After yesterday’s foray into the world of the windy Vata dosha, it’s now fiery Pitta’s turn…and no, this isn’t anything to do with hot pitta bread!
Hot and fiery – introducing Pitta dosha
Pitta comes from the word “tapa”, which means to heat; it can also mean austerity and concentration. Unsurprisingly, Pitta dosha is associated primarily with fire/heat (tejas) and water (jala) (approximately 80%/20%, respectively). Pitta is sometimes thought of “that which digests” or bile. In nature, the principles of Pitta are observed in the sun. In the body, Pitta exists as water or oil and is often acidic. It is responsible for transformation and governs a variety of processes (including digestion, skin quality, absorption, assimilation, body temperature, endocrine function, hunger, thirst, intelligence, and understanding). Pitta people tend to be the academics amongst us and are often drawn to science and law.

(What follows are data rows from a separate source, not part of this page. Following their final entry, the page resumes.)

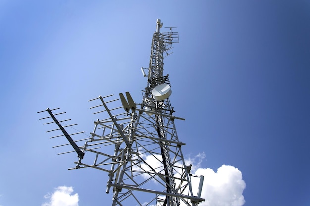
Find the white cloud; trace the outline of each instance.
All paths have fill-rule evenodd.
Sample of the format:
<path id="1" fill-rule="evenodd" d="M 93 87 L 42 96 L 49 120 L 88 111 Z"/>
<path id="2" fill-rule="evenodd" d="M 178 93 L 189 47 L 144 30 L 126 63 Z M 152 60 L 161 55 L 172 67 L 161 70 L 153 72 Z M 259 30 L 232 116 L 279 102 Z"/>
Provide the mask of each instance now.
<path id="1" fill-rule="evenodd" d="M 78 206 L 79 195 L 73 192 L 72 187 L 62 186 L 55 188 L 52 194 L 47 194 L 44 198 L 49 199 L 48 203 L 44 203 L 42 206 Z"/>
<path id="2" fill-rule="evenodd" d="M 246 183 L 237 168 L 223 165 L 217 172 L 209 168 L 199 168 L 195 175 L 203 175 L 201 197 L 206 199 L 200 206 L 241 206 L 245 203 L 242 195 Z M 193 188 L 198 188 L 199 181 L 193 182 Z"/>

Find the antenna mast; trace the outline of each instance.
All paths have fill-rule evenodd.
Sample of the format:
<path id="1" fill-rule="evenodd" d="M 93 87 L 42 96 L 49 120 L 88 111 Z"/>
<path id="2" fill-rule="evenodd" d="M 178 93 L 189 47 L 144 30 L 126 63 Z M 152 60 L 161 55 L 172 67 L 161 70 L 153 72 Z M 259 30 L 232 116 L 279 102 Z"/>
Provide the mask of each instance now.
<path id="1" fill-rule="evenodd" d="M 179 140 L 175 119 L 184 119 L 173 115 L 175 111 L 169 99 L 171 94 L 168 75 L 163 76 L 164 53 L 179 43 L 178 33 L 160 32 L 162 23 L 157 19 L 156 30 L 152 41 L 151 53 L 148 69 L 148 82 L 141 104 L 136 104 L 129 92 L 89 100 L 99 102 L 91 109 L 103 109 L 104 117 L 94 122 L 91 136 L 84 145 L 78 147 L 61 125 L 52 111 L 51 117 L 78 154 L 76 169 L 91 167 L 107 173 L 106 193 L 113 193 L 112 206 L 196 206 L 205 201 L 200 197 L 203 177 L 201 176 L 198 193 L 192 188 L 191 165 L 185 164 L 181 147 L 185 144 Z M 121 105 L 110 109 L 116 102 Z M 115 106 L 114 106 L 115 107 Z M 125 112 L 124 112 L 124 110 Z M 39 112 L 42 112 L 41 111 Z M 115 115 L 115 114 L 116 114 Z M 72 134 L 72 135 L 73 135 Z M 57 137 L 62 135 L 56 136 Z M 110 154 L 109 154 L 109 153 Z"/>

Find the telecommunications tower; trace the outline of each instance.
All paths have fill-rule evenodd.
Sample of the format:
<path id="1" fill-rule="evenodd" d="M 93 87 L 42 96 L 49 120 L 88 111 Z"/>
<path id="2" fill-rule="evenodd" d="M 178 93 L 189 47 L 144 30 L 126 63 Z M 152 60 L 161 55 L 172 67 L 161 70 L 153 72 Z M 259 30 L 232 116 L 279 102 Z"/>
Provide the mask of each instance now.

The primary seat of Pitta is the small intestine, but as we saw with Vata, Pitta can also be divided into five subtypes.
- Alochaka Pitta – eyes (transforms light).
- Bhriajaka Pitta – skin.
- Pachaka Pitta – stomach and small intestines.
- Sadhaka Pitta – heart.
- Ranjaka Pitta – liver, red blood cells, and spleen.
Characteristics of Pitta
If your predominant dosha is Pitta, you are likely to have many of the following characteristics:
- Fair skinned.
- Freckles, birthmarks, or moles.
- Fine or red hair (with a tendency to premature greying or falling out).
- Light, penetrating eyes.
- Pointed nose.
- Medium, slender body frame (weight usually stable).

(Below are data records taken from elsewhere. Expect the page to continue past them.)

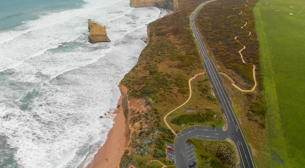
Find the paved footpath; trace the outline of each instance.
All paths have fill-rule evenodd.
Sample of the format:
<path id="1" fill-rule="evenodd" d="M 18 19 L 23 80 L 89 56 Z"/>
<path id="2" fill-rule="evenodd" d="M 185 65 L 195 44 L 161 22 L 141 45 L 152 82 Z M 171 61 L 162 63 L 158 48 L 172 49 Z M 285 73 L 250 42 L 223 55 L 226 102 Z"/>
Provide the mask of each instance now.
<path id="1" fill-rule="evenodd" d="M 221 104 L 222 113 L 227 118 L 228 130 L 224 131 L 222 128 L 196 126 L 188 128 L 177 135 L 175 139 L 174 149 L 176 165 L 178 168 L 189 167 L 186 143 L 186 141 L 191 138 L 198 138 L 210 141 L 225 141 L 226 138 L 230 138 L 237 147 L 241 160 L 240 167 L 254 167 L 251 154 L 232 108 L 231 103 L 227 91 L 224 87 L 223 82 L 216 67 L 208 57 L 202 44 L 198 31 L 195 25 L 195 16 L 200 9 L 206 4 L 216 1 L 208 1 L 198 6 L 192 14 L 190 22 L 200 52 L 204 60 L 204 67 L 212 89 Z"/>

- Strong appetite and good digestion.
- Sweat profusely.
- Large volume of urine.
- Short, but sound, sleep.
- High standards.
- Good concentration and memory.
- Persuasive speakers.
Pitta in balance
When a Pitta person is in balance, they tend to have good digestion, a bright complexion, and great energy. They perform mental task with dexterity and achieve their goals. They also tend to have good humour and are loyal and warm-hearted.
Pitta out of balance
When Pitta becomes imbalanced, a person may experience:
- Anger and irritability.
- Low stamina.
- Loss of appetite or an excessive appetite.
- The need to be controlling.
- Bloodshot eyes.
- Heart issues.
Things that may increase Pitta
- Hot weather or over-heated rooms.
- Hunger (pittas get “hangry” – always have a snack with you or stick to regular mealtimes!)
- Spicy foods.
- Exercising between 10am and 2pm (pitta time of day – more on that another time!)
- Mental over-exertion without the balance of physical exercise.
- Drinking alcohol.
Top tips for Pitta
If you are predominantly Pitta, here are a few tips which might help you stay in balance.
- Eat a Pitta-pacifying diet (more on that another time, but basically food with sweet, bitter, astringent, heavy, and cool qualities)
- Eat at regular times.
- Practice anger-management techniques.
- Spend time doing something that makes you laugh and feel light-hearted.
- Have oil massages (such as Ayurvedic massage with olive, sunflower, coconut, or castor oil or ghee).
- Meditate daily (focusing on meditations which develop compassion and patience).
- Avoid cardio or other strenuous exercise during 10am to 2pm (Pitta time).
- Do relaxations and take gentle exercise like yoga (moon sequence is great), swimming, or evening walking.
Remember, nothing in this blog should take the place of advice given to you by your healthcare practitioner, so always be safe!
Tomorrow, I’ll be back with the final dosha – Kapha. Namaste!